#!/bin/bash
# =============================================================================
# Alert-Service-Failure — Slack-Alert für systemd-Service-Failures
# =============================================================================
# Wird von systemd via OnFailure= aufgerufen. Postet einen Slack-Alert mit
# Hostname, Unit-Name, Failure-Reason und den letzten 20 Journal-Zeilen der
# fehlgeschlagenen Invocation.
#
# Verwendung: alert-service-failure.sh <unit-name>
# Install: /etc/systemd/system/<unit>-alert@.service Template ruft dieses Script auf.
# =============================================================================

set -uo pipefail

UNIT="${1:-unknown.service}"
HOSTNAME=$(hostname)
MY_IPV4=$(hostname -I 2>/dev/null | awk '{print $1}')
LOG_TAG="alert-service-failure"

# Webhook secrets: prefer /etc/cert-pki/alerting.env (0600) — fallback /etc/environment (legacy, 0644)
for _envfile in /etc/cert-pki/alerting.env /etc/environment; do
    [[ -f "$_envfile" && -r "$_envfile" ]] || continue
    while IFS='=' read -r key val; do
        [[ "$key" =~ ^ALERT_WEBHOOK_ ]] && export "$key"="$(echo "$val" | sed 's/^"//;s/"$//')"
    done < "$_envfile"
done
unset _envfile
ALERT_WEBHOOK_SLACK="${ALERT_WEBHOOK_SLACK:-}"

declare -A SSH_URLS
SSH_URLS["Cert-Server-1-NBG"]="https://cert-server-1-nbg-ssh.db-app.dev/"
SSH_URLS["Cert-Server-0-NBG"]="https://cert-server-0-nbg-ssh.db-app.dev/"
SSH_URLS["Cert-Server-0-FSN"]="https://cert-server-0-fsn-ssh.db-app.dev/"
SSH_URLS["Cert-Server-1-FSN"]="https://cert-server-1-fsn-ssh.db-app.dev/"
SSH_URLS["Cert-Server-HEL"]="https://cert-server-hel-ssh.db-app.dev/"

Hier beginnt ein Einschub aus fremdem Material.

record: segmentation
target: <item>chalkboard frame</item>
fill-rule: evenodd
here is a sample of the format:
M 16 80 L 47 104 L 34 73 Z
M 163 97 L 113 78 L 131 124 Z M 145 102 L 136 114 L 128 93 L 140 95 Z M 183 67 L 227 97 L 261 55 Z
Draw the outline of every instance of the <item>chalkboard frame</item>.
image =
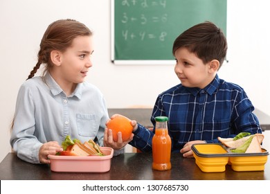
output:
M 118 65 L 138 65 L 138 64 L 175 64 L 174 60 L 121 60 L 115 58 L 116 39 L 115 39 L 115 1 L 111 0 L 111 60 L 114 64 Z M 226 0 L 226 2 L 227 1 Z M 227 17 L 226 13 L 226 17 Z M 226 33 L 226 19 L 225 21 L 225 35 Z

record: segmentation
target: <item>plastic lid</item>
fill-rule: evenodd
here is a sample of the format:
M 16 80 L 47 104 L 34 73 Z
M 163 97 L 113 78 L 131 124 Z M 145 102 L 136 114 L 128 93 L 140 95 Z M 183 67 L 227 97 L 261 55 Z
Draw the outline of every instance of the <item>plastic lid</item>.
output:
M 159 122 L 168 121 L 168 117 L 167 116 L 156 116 L 154 119 L 156 120 L 156 121 L 159 121 Z

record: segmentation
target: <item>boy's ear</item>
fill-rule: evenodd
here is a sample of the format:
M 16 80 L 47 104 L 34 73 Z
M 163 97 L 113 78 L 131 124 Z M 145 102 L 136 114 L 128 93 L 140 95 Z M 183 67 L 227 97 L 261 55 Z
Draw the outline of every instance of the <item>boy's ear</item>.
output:
M 51 60 L 56 66 L 61 65 L 61 53 L 56 50 L 53 50 L 51 52 Z
M 217 60 L 213 60 L 209 63 L 209 71 L 211 72 L 217 71 L 219 68 L 219 62 Z

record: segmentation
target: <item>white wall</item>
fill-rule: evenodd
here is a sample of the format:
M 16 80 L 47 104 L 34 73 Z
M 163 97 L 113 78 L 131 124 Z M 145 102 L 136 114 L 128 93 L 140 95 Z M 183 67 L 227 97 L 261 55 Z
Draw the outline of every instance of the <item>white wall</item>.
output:
M 229 63 L 222 67 L 219 77 L 244 87 L 253 105 L 270 115 L 270 1 L 227 1 Z M 43 33 L 49 24 L 66 18 L 77 19 L 94 32 L 94 65 L 87 81 L 100 89 L 108 107 L 152 107 L 158 94 L 179 83 L 173 65 L 111 62 L 110 0 L 1 0 L 0 161 L 10 151 L 9 126 L 17 94 L 36 63 Z

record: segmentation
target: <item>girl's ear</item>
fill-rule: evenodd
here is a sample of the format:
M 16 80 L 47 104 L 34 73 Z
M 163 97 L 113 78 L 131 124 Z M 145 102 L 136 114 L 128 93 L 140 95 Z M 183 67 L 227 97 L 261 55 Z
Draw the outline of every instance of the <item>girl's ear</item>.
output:
M 217 71 L 219 68 L 219 62 L 217 60 L 213 60 L 209 63 L 209 71 L 211 73 Z
M 61 52 L 53 50 L 51 52 L 51 60 L 56 66 L 61 65 Z

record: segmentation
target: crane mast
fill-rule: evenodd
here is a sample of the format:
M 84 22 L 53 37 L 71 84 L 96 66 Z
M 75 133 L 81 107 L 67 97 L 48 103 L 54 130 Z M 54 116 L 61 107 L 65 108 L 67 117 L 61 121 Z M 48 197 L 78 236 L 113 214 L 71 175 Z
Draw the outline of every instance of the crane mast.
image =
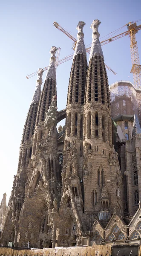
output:
M 141 25 L 138 26 L 138 27 L 140 27 L 140 29 L 141 29 Z M 138 44 L 135 38 L 135 34 L 138 32 L 138 30 L 136 29 L 137 27 L 136 23 L 130 22 L 127 25 L 127 27 L 129 31 L 131 42 L 130 51 L 132 64 L 131 73 L 133 74 L 134 84 L 135 88 L 136 89 L 141 89 L 141 65 L 140 64 Z

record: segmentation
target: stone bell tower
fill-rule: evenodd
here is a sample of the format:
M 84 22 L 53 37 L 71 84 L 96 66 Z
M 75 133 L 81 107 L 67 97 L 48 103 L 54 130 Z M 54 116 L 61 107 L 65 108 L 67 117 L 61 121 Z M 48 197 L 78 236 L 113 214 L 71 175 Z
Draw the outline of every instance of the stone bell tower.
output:
M 106 220 L 115 205 L 121 214 L 122 188 L 117 156 L 112 145 L 108 78 L 98 31 L 100 23 L 95 20 L 91 26 L 92 41 L 84 108 L 83 183 L 84 213 Z
M 83 188 L 81 185 L 83 113 L 87 70 L 83 31 L 85 25 L 83 21 L 80 21 L 77 27 L 78 41 L 69 84 L 66 110 L 66 131 L 63 152 L 62 196 L 60 209 L 61 220 L 59 241 L 63 234 L 66 233 L 66 236 L 68 235 L 68 230 L 70 230 L 69 235 L 71 237 L 70 230 L 75 230 L 76 226 L 80 230 L 83 229 L 82 215 L 83 214 L 83 198 L 82 192 Z M 66 214 L 66 209 L 70 211 L 69 216 L 70 218 L 69 221 L 66 219 L 64 222 L 62 216 Z M 75 221 L 72 217 L 72 209 Z M 76 242 L 72 241 L 72 244 L 73 242 Z M 61 240 L 59 243 L 60 246 L 63 245 Z

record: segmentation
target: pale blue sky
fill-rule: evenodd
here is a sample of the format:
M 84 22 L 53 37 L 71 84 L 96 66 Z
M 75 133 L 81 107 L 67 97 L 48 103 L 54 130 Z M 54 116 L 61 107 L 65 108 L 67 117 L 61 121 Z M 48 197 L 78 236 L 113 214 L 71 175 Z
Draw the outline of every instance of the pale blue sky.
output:
M 72 41 L 55 29 L 53 22 L 57 21 L 76 36 L 78 22 L 85 21 L 84 39 L 89 44 L 92 41 L 90 27 L 93 20 L 101 20 L 99 30 L 102 38 L 130 21 L 141 19 L 141 0 L 134 3 L 132 0 L 0 2 L 0 201 L 4 192 L 8 198 L 11 194 L 23 130 L 35 87 L 36 76 L 27 79 L 26 76 L 48 65 L 52 45 L 61 47 L 60 58 L 73 53 Z M 125 27 L 118 34 L 127 30 Z M 141 59 L 141 31 L 136 38 Z M 117 73 L 115 76 L 107 71 L 109 84 L 128 80 L 129 76 L 132 82 L 129 38 L 104 45 L 103 50 L 105 63 Z M 58 110 L 66 105 L 72 63 L 69 61 L 57 69 Z

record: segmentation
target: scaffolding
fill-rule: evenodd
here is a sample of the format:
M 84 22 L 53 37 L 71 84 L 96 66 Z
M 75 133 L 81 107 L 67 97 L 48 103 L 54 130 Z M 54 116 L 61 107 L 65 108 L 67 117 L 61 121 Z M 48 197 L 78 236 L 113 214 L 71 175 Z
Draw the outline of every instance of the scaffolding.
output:
M 121 115 L 136 114 L 141 121 L 141 89 L 136 89 L 129 81 L 121 80 L 112 84 L 109 90 L 114 119 Z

RESULT=$(systemctl show "$UNIT" -p Result --value 2>/dev/null || echo "unknown")
ACTIVE_STATE=$(systemctl show "$UNIT" -p ActiveState --value 2>/dev/null || echo "unknown")
SUB_STATE=$(systemctl show "$UNIT" -p SubState --value 2>/dev/null || echo "unknown")
EXEC_STATUS=$(systemctl show "$UNIT" -p ExecMainStatus --value 2>/dev/null || echo "")
EXEC_CODE=$(systemctl show "$UNIT" -p ExecMainCode --value 2>/dev/null || echo "")
INVOCATION=$(systemctl show "$UNIT" -p InvocationID --value 2>/dev/null || echo "")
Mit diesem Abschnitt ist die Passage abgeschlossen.